Working together with Zero Foodprint Asia, Chef Agustin accentuates the finest produce by boutique purveyors, local farmers and producers who share his fervent respect for seasonality and heritage. In a bid to minimize carbon footprint and to support the local community, seasonal ingredients are sourced from Hong Kong where possible.
With the increasing reality of overfishing and the looming risk of tuna going commercially extinct, Andō has also removed all forms of tuna from the menu. Additionally, Andō has installed Nordaq’s sustainable water filtration system throughout the restaurant, which purifies water on-site without the need to ship, move and store heavy bottles.
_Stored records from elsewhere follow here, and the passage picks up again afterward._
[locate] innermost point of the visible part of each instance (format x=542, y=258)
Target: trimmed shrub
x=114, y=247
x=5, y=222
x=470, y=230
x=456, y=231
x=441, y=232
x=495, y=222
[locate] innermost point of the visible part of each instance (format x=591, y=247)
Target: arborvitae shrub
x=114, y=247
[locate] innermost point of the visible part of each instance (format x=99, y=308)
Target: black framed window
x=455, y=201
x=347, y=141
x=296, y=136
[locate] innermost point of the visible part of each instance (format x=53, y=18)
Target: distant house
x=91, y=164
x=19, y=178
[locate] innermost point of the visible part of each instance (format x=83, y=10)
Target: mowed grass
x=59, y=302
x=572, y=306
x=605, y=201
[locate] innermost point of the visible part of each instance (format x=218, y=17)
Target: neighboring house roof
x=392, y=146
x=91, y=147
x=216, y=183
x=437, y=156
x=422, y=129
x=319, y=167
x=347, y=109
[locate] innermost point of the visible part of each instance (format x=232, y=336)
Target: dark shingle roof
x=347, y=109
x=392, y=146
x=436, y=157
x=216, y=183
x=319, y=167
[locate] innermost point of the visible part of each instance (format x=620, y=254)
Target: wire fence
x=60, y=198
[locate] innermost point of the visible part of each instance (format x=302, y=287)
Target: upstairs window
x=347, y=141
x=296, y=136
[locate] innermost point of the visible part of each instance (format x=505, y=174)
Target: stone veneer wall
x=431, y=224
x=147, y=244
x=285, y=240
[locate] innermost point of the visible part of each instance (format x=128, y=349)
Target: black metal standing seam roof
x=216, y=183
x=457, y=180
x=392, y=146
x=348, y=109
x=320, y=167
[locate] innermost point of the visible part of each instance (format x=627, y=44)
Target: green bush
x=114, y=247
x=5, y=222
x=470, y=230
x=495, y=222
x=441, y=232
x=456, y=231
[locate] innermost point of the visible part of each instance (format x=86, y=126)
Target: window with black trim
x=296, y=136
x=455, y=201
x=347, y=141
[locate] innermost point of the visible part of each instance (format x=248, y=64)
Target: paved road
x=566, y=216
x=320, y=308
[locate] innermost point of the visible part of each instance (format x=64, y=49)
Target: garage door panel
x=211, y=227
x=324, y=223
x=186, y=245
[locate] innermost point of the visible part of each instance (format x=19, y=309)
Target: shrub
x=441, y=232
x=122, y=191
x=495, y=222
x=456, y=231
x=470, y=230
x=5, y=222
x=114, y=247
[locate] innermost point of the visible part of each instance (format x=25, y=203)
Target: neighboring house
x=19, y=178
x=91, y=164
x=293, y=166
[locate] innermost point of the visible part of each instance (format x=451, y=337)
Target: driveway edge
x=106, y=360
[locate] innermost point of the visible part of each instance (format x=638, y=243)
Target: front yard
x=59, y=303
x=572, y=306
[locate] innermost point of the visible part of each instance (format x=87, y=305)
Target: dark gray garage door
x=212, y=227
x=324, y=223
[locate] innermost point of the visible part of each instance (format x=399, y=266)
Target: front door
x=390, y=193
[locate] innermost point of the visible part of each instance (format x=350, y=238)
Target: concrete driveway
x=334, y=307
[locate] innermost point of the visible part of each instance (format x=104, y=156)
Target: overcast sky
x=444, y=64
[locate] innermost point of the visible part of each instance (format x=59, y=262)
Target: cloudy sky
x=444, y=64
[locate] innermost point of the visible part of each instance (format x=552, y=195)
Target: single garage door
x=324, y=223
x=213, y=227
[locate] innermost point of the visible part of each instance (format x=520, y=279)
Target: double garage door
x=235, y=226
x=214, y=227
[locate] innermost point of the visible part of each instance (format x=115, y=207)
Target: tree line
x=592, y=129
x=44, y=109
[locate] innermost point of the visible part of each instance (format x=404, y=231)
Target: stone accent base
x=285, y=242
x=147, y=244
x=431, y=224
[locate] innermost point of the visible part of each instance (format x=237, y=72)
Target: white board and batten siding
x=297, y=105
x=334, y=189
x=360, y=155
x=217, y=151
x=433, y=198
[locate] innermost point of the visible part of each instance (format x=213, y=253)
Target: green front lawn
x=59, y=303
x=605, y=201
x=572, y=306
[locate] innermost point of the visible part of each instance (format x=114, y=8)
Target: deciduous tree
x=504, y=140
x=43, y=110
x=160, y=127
Andō adopts a uniquely interactive dining format, encouraging guests to trust the chef to guide them through seasonal dishes of his choosing without the usual printed menus on the table to reduce paper printing and consumption.
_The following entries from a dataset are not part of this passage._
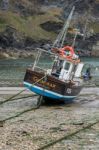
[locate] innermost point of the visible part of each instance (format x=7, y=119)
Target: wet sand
x=36, y=128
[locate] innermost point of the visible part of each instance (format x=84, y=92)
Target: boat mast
x=62, y=35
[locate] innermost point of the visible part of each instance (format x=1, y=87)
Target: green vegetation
x=30, y=26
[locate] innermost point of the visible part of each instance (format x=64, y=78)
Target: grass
x=30, y=26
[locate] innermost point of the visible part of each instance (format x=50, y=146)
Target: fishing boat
x=60, y=80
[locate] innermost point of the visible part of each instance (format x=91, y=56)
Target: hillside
x=30, y=23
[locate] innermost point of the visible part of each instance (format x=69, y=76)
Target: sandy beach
x=34, y=129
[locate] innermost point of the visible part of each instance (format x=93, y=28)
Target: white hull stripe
x=50, y=92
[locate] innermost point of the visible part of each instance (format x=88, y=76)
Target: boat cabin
x=66, y=70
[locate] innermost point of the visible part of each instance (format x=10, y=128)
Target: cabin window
x=67, y=66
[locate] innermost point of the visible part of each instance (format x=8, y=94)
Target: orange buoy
x=65, y=49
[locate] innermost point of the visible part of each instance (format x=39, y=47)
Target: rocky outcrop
x=11, y=38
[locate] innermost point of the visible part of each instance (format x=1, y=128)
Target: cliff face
x=25, y=24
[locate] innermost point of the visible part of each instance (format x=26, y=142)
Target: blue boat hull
x=48, y=93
One of the new dishes off Andō’s menu is Tardes en Palermo, which is named after the largest neighbourhood in Buenos Aires, where the chef began his training in a Nikkei restaurant, Osaka Buenos Aires. This course highlights French Blue lobster, Kristal caviar, baby peppers for the sweet notes and a roasted piquillo pepper sauce for a deep umami flavour. Balbi gives the recipe for this dish below:
For the Lobster
- 1 blue lobster tail
For the Piquillo Pepper Sauce
- 100ml cream
- 6 piquillo peppers, roasted
- 2 cups white wine
- 50g cold butter, cut into cubes
- 1 bunch thyme
- 4 garlic cloves, chopped
- 15ml corn starch
- 4ml lemon juice
- 2.5ml chilli flakes
- 3 pearl onions
- 1 vanilla bean
- olive oil
- 3 baby peppers
- chilli oil
- Kristal caviar
For the Lobster
- Place the lobster tail on a stick to retain its shape and then cook in boiling water for 3.5 minutes.
- Immediately place it into an ice water bath to stop the cooking process.
- Once cooled, cut into 3 slices (1 tail should give 3 portions).
For the Sauce
- In a small pot, add the chopped garlic and cook on gentle heat until transparent. Then add the white wine and thyme and reduce to half of the initial liquid. Strain through a fine sieve.
- Heat the reduced wine and add cream once boiled. Add a mixture of cornstarch with water to thicken the preparation a little bit.
- Remove from the heat and add the cubes of cold butter one by one while continuing to mix until the butter is melted. Add the lemon juice and the piquillos peppers. With the help of a hand blender, make a smooth sauce and strain again.
- Add the chilli and finish the seasoning with sea salt.
- Place the piquillo sauce at the bottom of the plate.
- In a separate tray season the lobster tail with the vanilla pods, olive oil, salt and a touch of chilli oil.
- Place the sliced lobster tail in the middle of the plate and garnish around it with baby pearl onions and baby peppers. Use microgreens to decorate the plate.
- On top of the lobster add a quenelle of caviar made with a plastic spoon. DO NOT use a metal spoon for this.
- Finish with one drop, only one, of lemon juice on top of each slice of lobster for freshness.
Recipe courtesy of Agustin Balbi of Andō in Hong Kong.